According to Kampground of America's 2016 North American Camper Report, 28.6 million households, or 28 percent of the U.S. population, camp at least once a year.
And for couples, families and adventurers looking for a taste of the great outdoors with a few modern comforts, the glamorous camping, or “glamping,” trend continues to increase throughout the U.S. and in Utah.
Glamping is combining luxury with camping so individuals and families can have the camping experience without sacrificing comfort. They can explore the great outdoors and come back to a shower and a soft bed.
“People really love being outside,” said Ruben Martinez, co-founder of glampinghub.com. “They really love experiencing Mother Nature, but as people start getting older, or they start having families they want a certain level of comfort. The idea is that you can still sit around a campfire and look up at the night stars, but then you don’t have to huddle in a small tent while it’s raining outside.”
Linda Clark, director of sales for glamping.com, said glamping accommodations offer benefits people won’t get from going to a hotel.
“Glamping is a very different experience than you would have at a hotel,” she said. “Glamping spots are very experiential, and you are going to have a very unique experience. So rather than staying in a hotel room for your vacation, perhaps you picked a glamping destination where you’re staying in a yurt or a teepee.”

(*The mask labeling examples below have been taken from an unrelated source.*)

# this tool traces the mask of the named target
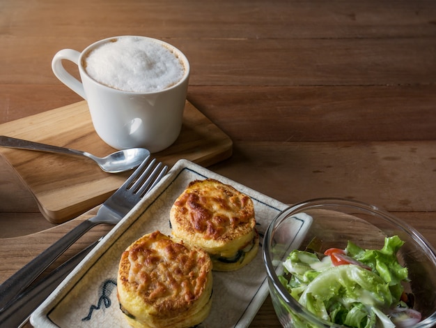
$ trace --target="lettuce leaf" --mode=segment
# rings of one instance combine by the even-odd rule
[[[353,258],[370,267],[389,284],[391,292],[397,300],[401,297],[403,288],[401,281],[407,280],[407,269],[402,267],[397,259],[397,252],[404,244],[398,236],[384,239],[384,245],[380,250],[364,250],[348,241],[345,251]]]

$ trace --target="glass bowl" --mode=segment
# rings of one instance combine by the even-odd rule
[[[375,206],[334,198],[311,200],[292,206],[269,225],[263,245],[270,294],[274,311],[285,327],[343,327],[318,318],[293,298],[280,283],[283,262],[295,244],[292,222],[304,216],[311,218],[310,227],[298,247],[304,251],[316,241],[321,251],[345,248],[350,240],[364,249],[380,249],[386,237],[398,235],[405,241],[397,257],[408,269],[410,283],[405,290],[415,297],[414,309],[422,315],[416,328],[436,326],[436,256],[433,247],[414,229]]]

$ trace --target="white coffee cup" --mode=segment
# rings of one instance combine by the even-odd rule
[[[180,80],[160,90],[132,91],[108,87],[91,77],[86,71],[87,57],[102,45],[124,38],[138,38],[169,50],[184,70]],[[81,82],[66,71],[63,59],[78,66]],[[52,68],[62,82],[86,100],[94,128],[109,146],[118,149],[143,147],[155,153],[169,147],[178,137],[189,64],[182,52],[173,45],[143,36],[109,38],[89,45],[81,52],[71,49],[60,50],[53,58]]]

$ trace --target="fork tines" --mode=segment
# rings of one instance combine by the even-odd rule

Between teepees, treehouses, yurts and safari tents, glampers have a wide range of options for prices, accommodations and locations. A recent Town & Country article indicated that glamping is available even in New York City: The W New York hotel in Manhattan offers stays in yurts. Walls keep the sound out, and “decorative logs, hanging twinkling lights, and candles and lanterns set the mood” in the middle of the city for as much as $2,000-$3,000 a night.
One local option is Conestoga Ranch near Bear Lake in Garden City, Rich County, which offers canvas tents, covered wagons and a host of activities. For members of the Marsh family, who camp together often, the added comfort was welcome.
“We wanted to mix it up a little bit. It’s nice to have a soft bed every once in a while,” said Casey Marsh, who camped at the ranch with her family. “It’s certainly a nice addition to have showers. You felt like you could hang out, and there was just a lot more to do than with traditional camping.”
Tom Hendrick, one of the owners of Conestoga Ranch, said that in addition to providing comforts such as beds and showers, the design of Conestoga Ranch’s facilities has resulted in a “wow factor,” especially for kids. These include horse riding, ATV access, kayak and paddleboard rentals, live music, s’mores kits, cowboy storytelling and an on-site restaurant.
“You just have to bring some clothes and a toothbrush,” Hendrick said. “You don’t have to set up a tent in the wind and rain or deal with uneven ground. Here, everyone has a bed. You don’t have to lug your luggage, you don’t have to cook if you don’t want to; everything is there for you.”
Other glamping options available in Utah include Moab Under Canvas, Hauer Ranch and Capitol Reef Resort, as well as locations in Monticello, Orderville, Brian Head and more, according to glamping.com and glampinghub.com.